The article below focuses on a different issue, namely, how black Canadians are excluded from banking services, and it also points out how the usual pet remedy, credit unions, aren’t much help. It discusses how various forms of mutual help financial organizations have been serving the needs of minority and disadvantaged groups. Americans might consider giving some of these approaches a road test. from Can Canada’s Mutual Help Financial Organizations for Disenfranchised Blacks Serve as a Model for the Un and Underbanked in the US?
GLH: "First, there was a denial that exports are a cost and imports are a benefit. That should be undeniable.
One has to understood how this is meant. It is obviously, tautologically, true by definition, if one is trying to not speak in a weird way. There would be no need to say it except that people generalize and specialize statements successively but don't follow or perform the logic correctly. Because they are afraid to look stupid by going over every stupid little baby step - but they end up talking nonsense. MMT and Functional Finance is all about "not talking nonsense."
If this statement were true then every country that imported would be rich and every country that exported would be poor.

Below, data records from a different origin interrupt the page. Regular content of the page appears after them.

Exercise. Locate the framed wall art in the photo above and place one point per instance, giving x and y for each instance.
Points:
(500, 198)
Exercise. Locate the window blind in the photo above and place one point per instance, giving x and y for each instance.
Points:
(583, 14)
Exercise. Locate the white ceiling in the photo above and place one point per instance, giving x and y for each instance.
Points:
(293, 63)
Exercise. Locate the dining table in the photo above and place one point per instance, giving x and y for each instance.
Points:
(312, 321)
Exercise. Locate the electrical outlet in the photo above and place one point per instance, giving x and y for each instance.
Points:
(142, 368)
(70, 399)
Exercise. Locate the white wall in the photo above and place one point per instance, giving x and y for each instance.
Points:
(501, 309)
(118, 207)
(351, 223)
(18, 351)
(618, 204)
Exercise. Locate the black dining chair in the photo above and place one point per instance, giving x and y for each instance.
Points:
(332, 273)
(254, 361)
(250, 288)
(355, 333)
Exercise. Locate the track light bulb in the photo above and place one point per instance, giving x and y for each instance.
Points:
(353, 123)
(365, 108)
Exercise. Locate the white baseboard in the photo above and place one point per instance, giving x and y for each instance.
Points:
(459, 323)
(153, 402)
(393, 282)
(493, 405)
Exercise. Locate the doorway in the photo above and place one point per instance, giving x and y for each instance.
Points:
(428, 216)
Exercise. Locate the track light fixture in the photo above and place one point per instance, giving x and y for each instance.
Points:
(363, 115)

This is true if the importing country pays nothing for the imports and exporting countries get nothing for the imports- usually called "stealing". That is the function of money/credit/debt when one is not just grabbing - to have something to "export" - the money/credit/debt, when one is importing. etc. In the real world imports are (almost) always matched by a financial "export" - so "imbalance, what imbalance?"
In those cases an importer is exporting jobs, skills, and capital whereas an exporter is exporting excess production. Short term imports of agriculture and manufacture may be a benefit but long term, I don't see it.
Sure, but the "exporting jobs & skills" is a different thing from the "importing excess production". It is not logical to blame the first on the second. Or call the "not exporting jobs & skills" - evil "government intervention". Of course much depends on (a) the aggregate net effect of trade deficits & their deflationary effects and (b) the importance of the particular jobs and skills and capacity. Functional finance and the job guarantee handle (a).
On (b) some things, video games say, well who cares? Others, like agriculture, the ability to feed yourself - I am very conservative on. I'm rather more insouciant about exchange rates and capital controls and whatever on the foreign front than Bill Mitchell - but he is imho too insouciant about national food self-sufficiency, which for all the development and increasing wealth of many countries, even many on the bottom, has been declining in too many places.